Try running about 10,000 decaying kaons per trial target position, with z scans spaced by a meter or two. Once you get close to the optimal z position, do a more fine-grained scan at greater statistical precision. Try for an ultimate accuracy of about 50 centimeters.
This is one of the most common uses for a Monte Carlo simulation, helping physicists optimize the configuration of an experiment.
I find that the acceptance peaks at about 52% for a target-to-tracker1 separation of about 59.6 meters.
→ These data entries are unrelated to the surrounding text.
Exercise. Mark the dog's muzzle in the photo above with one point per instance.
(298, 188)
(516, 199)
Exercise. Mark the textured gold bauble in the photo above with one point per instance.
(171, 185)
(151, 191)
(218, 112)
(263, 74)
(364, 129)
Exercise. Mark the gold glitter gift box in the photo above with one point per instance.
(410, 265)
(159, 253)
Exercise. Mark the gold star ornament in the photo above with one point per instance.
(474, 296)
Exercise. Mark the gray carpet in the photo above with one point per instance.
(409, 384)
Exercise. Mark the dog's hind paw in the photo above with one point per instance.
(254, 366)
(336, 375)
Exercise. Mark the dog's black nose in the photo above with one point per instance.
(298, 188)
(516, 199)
If you’re within a meter of my result, you’ve probably found something that is statistically indistinguishable from my result, so declare victory.
### ANSWER HERE
Extra credit (5 points) - Implement binary search to find the peak acceptance. Don’t forget your acceptance ratios have error bars!
Extra credit (5 points) - Q: Why does golden ratio search not work here?
Acknowledgements: George Gollin (original)
© Copyright 2021
1 J. H. Christenson, et al., Phys. Rev. Lett. 43, 1209 (1979) and J. H. Christenson, et al., Phys. Rev. Lett. 43, 1212 (1979).
2It was the 773rd proposal received by Fermilab’s Proposal Advisory Committee and was given the catchy name “E773.” We did the experiment, achieved the proposed sensitivity, and concluded that Christenson’s anomaly was not supported by our data, alas.